Bronfman took a napkin and pointlessly tried to pat himself dry. “My fault,” he said. “I moved to one side to give you more room if you needed it, and my arm hit the glass. It was my fault, not yours, Sheila.”
She had been examining the damage, the swamp his lap had become, and then, for the first time, she looked at him.
“Oh,” she said. “Oh, my goodness. You—you’re Edsel. Edsel Bronfman. From the Cranston Building.”
Wow. Just wow. She remembered his name. Like a magic trick.
“So I’m going to sit down with you,” Sheila said. “May I sit with you?”
“Of course. Please.”
She sat, and set her purse down on the floor beside her feet. It was as big as a two-year- old.
“Edsel,” she said. She let the sound of his name hang in the air. “Well, that’s—. What do you know. How long has it been? Like a month, right?”
“Thirty-four days,” Bronfman said, and regretted it immediately. It wasn’t as if he had been
counting the days since he had last seen her, but obviously, without even knowing it, he had. As if he had a calendar in his heart.
“You look great. You seem, I don’t know—”
“More defined?”
“I already defined you.
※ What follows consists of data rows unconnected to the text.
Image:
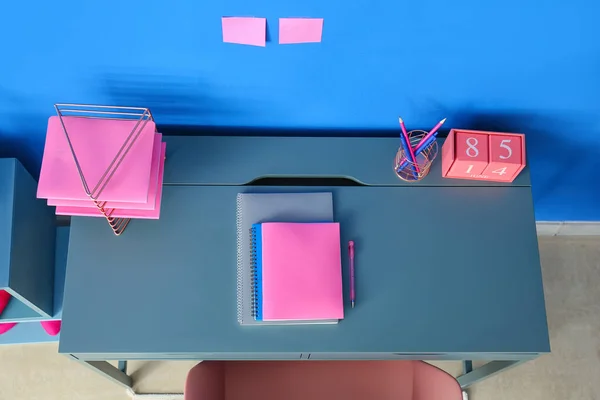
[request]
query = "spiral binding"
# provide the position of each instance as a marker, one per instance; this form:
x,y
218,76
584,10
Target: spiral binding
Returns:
x,y
254,275
240,266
You’re a giraffe, remember?”
“You remembered.”
“Of course I remembered,” she said. “No one forgets an ungulate.”
She unwrapped her fork and knife from the tightly wrapped napkin.
“This is where I’m supposed to say I’ll pay for your dry cleaning.” She paused. Deep breath. “I’ll pay for your dry cleaning.”
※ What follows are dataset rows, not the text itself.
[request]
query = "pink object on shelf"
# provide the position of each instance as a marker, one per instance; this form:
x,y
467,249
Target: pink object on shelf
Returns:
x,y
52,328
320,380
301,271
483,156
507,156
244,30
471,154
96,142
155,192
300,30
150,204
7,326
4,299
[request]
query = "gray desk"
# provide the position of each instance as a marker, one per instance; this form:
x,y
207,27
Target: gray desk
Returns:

“But it’s just tea,” Bronfman said. “It’s mostly water. It won’t stain. I’m just … wet.”
She shook her head. “I wish I were on crutches so no one could blame me for anything.” She laughed, and leaned in toward Bronfman. “I didn’t mean that. I’m going to hell.”
“No,” Bronfman said. “Sometimes I wish I was on crutches, too. People are nicer to you when you’re on crutches.”
“Do you love this place? I love this place,” she said. “I’ve been coming here since the Truman administration.”
“That’s a long time.”
“I’m a hundred and five years old,” she said. “My secret? Organic vegetables. That’s how I keep my looks. And the blood of a virgin, of course. Spoonful a day, and I’m good as new.”
“Ha-ha,” Bronfman said, thinking that would probably be funny to someone who wasn’t Edsel Bronfman.
She removed her salad from the tray and set the tray down at an empty table to her left. Now the food was displayed as if she were at home, or at a restaurant where it was served by a waiter. Bronfman never took his plates off the tray; he never thought about it. It looked like a good idea, though, now that he had seen her do it. Next time.
“It’s great to run into you,” she said, and laughed. “Stupid pun completely accidental. Like almost everything I do.”
Bronfman wondered if it was an accident, though. As he felt the tea inching toward his neck, he realized that this was one of life’s large moments. He was sitting at his favorite restaurant with a woman he hadn’t stopped thinking about since the day he last saw her. An immense spotlight from the heavens seemed to be shining on them. This little table at Goldstein’s was the center of all creation. His heart was a ball of tangled yarn. It wasn’t love—he would not allow for that. But, at the very least, it was a robust and bright-eyed emotion, impossible to ignore.